After performing a sufficiently large number of iterations, the perceptron learned to accurately recognize the images that participated in the training. Thus, the hypothesis was confirmed that a computer built in the image and likeness of the human brain will be able to solve intellectual problems and, in particular, solve the problem of pattern recognition.

In addition to the fact that the perceptron has learned to recognize familiar images, i.e. those images that were shown to him in the learning process, he successfully coped with the recognition of images that he "saw" for the first time. It turned out that the perceptron was able to recognize images, with slight distortion.

CONCLUSION

Modern artificial neural networks are devices that use a huge number of artificial neurons and connections between them. Despite the fact that the ultimate goal of the development of neural networks - a complete simulation of the human thinking process has not been achieved, they are already being used to solve many problems of image processing, control of robots and continuous production, for understanding and synthesizing speech, for diagnosing human diseases. and technical malfunctions in machines and devices, for predicting exchange rates, etc.

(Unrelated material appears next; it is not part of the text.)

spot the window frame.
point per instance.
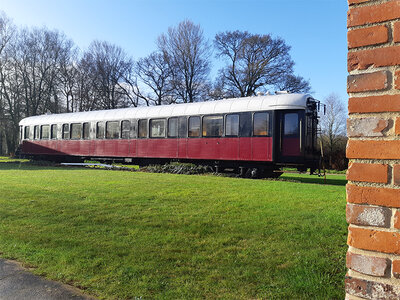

Unlike digital microprocessor systems, which are complex combinations of processor and memory units, based on the use of neural networks, neuroprocessors contain memory distributed in links between very simple processors. Thus, the main load on the performance of specific functions by processors falls on the architecture of the system, the details of which, in turn, are determined by interneuronal connections. Prototypes of neurocomputers based on such a structure provide a standard way to solve many non-standard tasks.

It should be noted that the main purpose of perceptrons is to solve classification problems. They do an excellent job of classifying linearly separable vectors; convergence is guaranteed in a finite number of steps. The duration of training is sensitive to outliers in the length of individual vectors, but even in this case a solution can be constructed. A single layer perceptron can only classify linearly separable vectors. Possible ways to overcome this difficulty involve either preprocessing to form a linearly separable set of input vectors, or using multilayer perceptrons. Other types of neural networks can also be applied, such as linear networks or backpropagation networks, which can classify input vectors that are linearly inseparable.

During the course work, the following was done:

1. The concept of a perceptron and the classification of neural networks are considered

2. The history of the emergence of artificial neural networks has been studied.

3. The scope of the perceptron is considered.

4. Various methods for training the perceptron are shown.

5. The algorithm of the computer program "Perceptron" is described.

6. Presented a demonstration of the training program.

Thus, it can be argued that the goal of the course work was achieved and all tasks were successfully solved.

Literature

1. Intuit / National Open University "INTUIT" / © NOU "INTUIT", 2003 - 2013. - Access mode: http://www.intuit.ru/, free. - Zagl. from the screen.

2. Lecture notes on the course / Fundamentals of designing artificial intelligence systems / © Sotnik S. L., 1997-1998. - Access mode: http://www.iskint.ru/?xid=books/sotnik/-part3, free. - Zagl. from the screen.

3. Guidelines for performing laboratory work / Part 1 / Modeling artificial neural networks in the MATLAB system / Publishing house of the Penza State University / Penza 2005.

4. National Psychological Encyclopedia / Dushkov B.A., Korolev A.V., Smirnov B.A. / Encyclopedic Dictionary: Psychology of work, management, engineering psychology and ergonomics, 2005 - Access mode: http://vocabulary.ru//, free. - Zagl. from the screen.

Artificial Intelligence Portal / Project www.AIportal.ru © 2009-2014 / Access mode http://www.aiportal.ru is free. - Zagl. from the screen. - Yaz. Russian

Similar information.

Classification of neural networks. What are artificial neural networks

2.7 Explanation of decisions

23. Neural networks. Types of neural networks. Algorithms for training neural networks. Application of neural networks for pattern recognition problems.